## Calculus: Early Transcendentals 8th Edition

The asymptotes are 1) Line $y=-1$ is the horizontal asymptote when $x\to-\infty$; 2) Line $y=1$ is the horizontal asymptote when $x\to+\infty$.
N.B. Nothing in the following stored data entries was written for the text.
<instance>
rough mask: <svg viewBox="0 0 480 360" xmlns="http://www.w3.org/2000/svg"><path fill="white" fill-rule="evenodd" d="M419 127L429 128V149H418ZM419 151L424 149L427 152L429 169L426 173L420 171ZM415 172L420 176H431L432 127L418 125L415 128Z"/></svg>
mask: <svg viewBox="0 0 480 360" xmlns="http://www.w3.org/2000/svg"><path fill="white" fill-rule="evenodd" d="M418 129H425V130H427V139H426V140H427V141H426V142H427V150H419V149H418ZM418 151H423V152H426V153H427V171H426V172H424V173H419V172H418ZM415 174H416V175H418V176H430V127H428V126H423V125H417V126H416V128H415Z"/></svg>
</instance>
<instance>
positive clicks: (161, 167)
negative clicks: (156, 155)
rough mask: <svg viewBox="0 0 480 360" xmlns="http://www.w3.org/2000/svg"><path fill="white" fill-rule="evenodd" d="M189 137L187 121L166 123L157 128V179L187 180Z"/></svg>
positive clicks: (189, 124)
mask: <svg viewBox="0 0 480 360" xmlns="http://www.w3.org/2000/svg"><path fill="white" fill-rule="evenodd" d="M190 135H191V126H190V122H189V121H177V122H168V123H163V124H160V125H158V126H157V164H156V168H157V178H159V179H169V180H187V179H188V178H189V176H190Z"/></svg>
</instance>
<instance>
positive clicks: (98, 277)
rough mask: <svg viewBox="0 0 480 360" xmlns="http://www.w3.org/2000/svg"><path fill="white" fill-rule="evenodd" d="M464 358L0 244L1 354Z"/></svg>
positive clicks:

From the graph we suspect that 1) Line $y=-1$ is the horizontal asymptote when $x\to-\infty$; 2) Line $y=1$ is the horizontal asymptote when $x\to+\infty$. Let us prove this. 1) $$\lim_{x\to-\infty}(\sqrt{x^2+x+1}-\sqrt{x^2-x})=\lim_{x\to-\infty}(\sqrt{x^2+x+1}-\sqrt{x^2-x})\cdot\frac{\sqrt{x^2+x+1}+\sqrt{x^2-x}}{\sqrt{x^2+x+1}+\sqrt{x^2-x}}=\lim_{x\to-\infty}\frac{\sqrt{x^2+x+1}^2-\sqrt{x^2-x}^2}{\sqrt{x^2+x+1}+\sqrt{x^2-x}}=\lim_{x\to-\infty}\frac{x^2+x+1-x^2+x}{\sqrt{x^2+x+1}+\sqrt{x^2-x}}=\lim_{x\to-\infty}\frac{2x+1}{\sqrt{x^2+x+1}+\sqrt{x^2-x}}=\lim_{x\to-\infty}\frac{|x|\left(-2+\frac{1}{|x|}\right)}{|x|\left(\sqrt{1-\frac{1}{|x|}+\frac{1}{|x|^2}}+\sqrt{1+\frac{1}{|x|}}\right)}=\lim_{x\to-\infty}\frac{\left(-2+\frac{1}{|x|}\right)}{\left(\sqrt{1-\frac{1}{|x|}+\frac{1}{|x|^2}}+\sqrt{1+\frac{1}{|x|}}\right)}=\left[\frac{-2+0}{\sqrt{1-0+0}+\sqrt{1+0}}\right]=-1,$$ which we needed to show. 2) $$\lim_{x\to+\infty}(\sqrt{x^2+x+1}-\sqrt{x^2-x})=\lim_{x\to+\infty}(\sqrt{x^2+x+1}-\sqrt{x^2-x})\cdot\frac{\sqrt{x^2+x+1}+\sqrt{x^2-x}}{\sqrt{x^2+x+1}+\sqrt{x^2-x}}=\lim_{x\to+\infty}\frac{\sqrt{x^2+x+1}^2-\sqrt{x^2-x}^2}{\sqrt{x^2+x+1}+\sqrt{x^2-x}}=\lim_{x\to+\infty}\frac{x^2+x+1-x^2+x}{\sqrt{x^2+x+1}+\sqrt{x^2-x}}=\lim_{x\to+\infty}\frac{2x+1}{\sqrt{x^2+x+1}+\sqrt{x^2-x}}=\lim_{x\to+\infty}\frac{x\left(2+\frac{1}{x}\right)}{x\left(\sqrt{1+\frac{1}{x}+\frac{1}{x^2}}+\sqrt{1-\frac{1}{x}}\right)}=\lim_{x\to+\infty}\frac{\left(2+\frac{1}{x}\right)}{\left(\sqrt{1+\frac{1}{x}+\frac{1}{x^2}}+\sqrt{1-\frac{1}{|x}}\right)}=\left[\frac{2+0}{\sqrt{1+0+0}+\sqrt{1-0}}\right]=1,$$ which we needed to show.